The woman stared at him for a moment and then turned away. The door closed swiftly behind her, and the key grated in the lock. He floundered from the bed and staggered to the door, grasping the knob in his eager, shaking hand.

"Open up, confound you!" he cried out. The only response was the fast diminishing tread of heavy footsteps on a stairway outside. He tried the window bars. The night was black outside; a cool drizzle blew against his face as he peered into the Stygian darkness. Baffled in his attempt to wrench the bars away, he shouted at the top of his voice, hoping that some passer-by—some good Samaritan—would hear his cry and come to his relief. Some one laughed out there in the night; a low, coarse laugh that chilled him to the bone.

He looked at his watch. The hour was three. With his watch in his hand, he came to realise that robbery had not been the motive of those who held him here. His purse and its contents were in his pocket; his scarf pin and his gold cigarette ease were not missing. Lighting a cigarette, he sat down upon the edge of the bed to ruminate.

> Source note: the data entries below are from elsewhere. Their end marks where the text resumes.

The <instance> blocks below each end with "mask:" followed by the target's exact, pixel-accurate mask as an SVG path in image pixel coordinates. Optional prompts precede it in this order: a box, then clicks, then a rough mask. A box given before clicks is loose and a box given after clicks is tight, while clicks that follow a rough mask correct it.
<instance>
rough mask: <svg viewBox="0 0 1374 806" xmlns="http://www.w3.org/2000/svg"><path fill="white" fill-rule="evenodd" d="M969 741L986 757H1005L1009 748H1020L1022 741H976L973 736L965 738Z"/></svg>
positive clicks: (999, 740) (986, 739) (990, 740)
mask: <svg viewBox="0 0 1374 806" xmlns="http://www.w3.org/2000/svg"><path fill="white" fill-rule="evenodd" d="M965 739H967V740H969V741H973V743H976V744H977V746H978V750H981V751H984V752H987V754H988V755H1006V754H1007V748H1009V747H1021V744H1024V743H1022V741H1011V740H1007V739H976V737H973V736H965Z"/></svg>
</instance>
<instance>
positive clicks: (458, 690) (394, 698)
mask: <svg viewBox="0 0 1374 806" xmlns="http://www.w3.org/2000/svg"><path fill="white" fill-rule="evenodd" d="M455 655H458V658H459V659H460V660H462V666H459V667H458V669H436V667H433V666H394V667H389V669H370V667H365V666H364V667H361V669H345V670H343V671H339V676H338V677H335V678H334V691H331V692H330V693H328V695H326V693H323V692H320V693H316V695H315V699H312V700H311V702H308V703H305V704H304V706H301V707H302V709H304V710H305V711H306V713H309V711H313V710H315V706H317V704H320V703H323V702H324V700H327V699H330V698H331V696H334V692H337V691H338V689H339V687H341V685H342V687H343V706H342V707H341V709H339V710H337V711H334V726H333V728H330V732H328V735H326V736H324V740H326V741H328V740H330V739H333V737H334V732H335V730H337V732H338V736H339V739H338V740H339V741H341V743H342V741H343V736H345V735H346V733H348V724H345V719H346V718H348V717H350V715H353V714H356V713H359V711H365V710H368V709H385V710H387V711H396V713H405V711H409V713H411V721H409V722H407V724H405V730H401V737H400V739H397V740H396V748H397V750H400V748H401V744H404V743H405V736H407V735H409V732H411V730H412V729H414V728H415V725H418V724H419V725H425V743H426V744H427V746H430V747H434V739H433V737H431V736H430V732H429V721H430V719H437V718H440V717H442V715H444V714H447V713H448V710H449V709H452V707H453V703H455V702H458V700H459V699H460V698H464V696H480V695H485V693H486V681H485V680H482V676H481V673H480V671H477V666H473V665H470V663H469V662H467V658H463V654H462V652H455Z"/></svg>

Suddenly his ear caught the sound of soft footsteps outside the door. They ceased abruptly. He had the uncanny feeling that some one was peeping through the keyhole. He smiled at the thought of how embarrassing it might have been.

"Get away from there!" he shouted loudly. There came the unmistakable sound of some one catching breath sharply and the creaking of a loose board in the floor. "A woman," he reflected with a smile.

"If this is a joke, I don't appreciate it," he said to himself, looking at himself in the mirror. After adjusting his disarranged necktie and brushing his hair, he sat down in the low rocker to await developments.

He had not long to wait. A resolute tread sounded on the stairway, and a moment afterward the door was thrown open to admit the tall athletic figure of a very handsome young woman. Reynolds leaped to his feet in amazement.

"Miss Crouch!" he cried, clutching the back of the chair. A slow flush of anger mounted to his brow. "Are you responsible for this beastly trick?"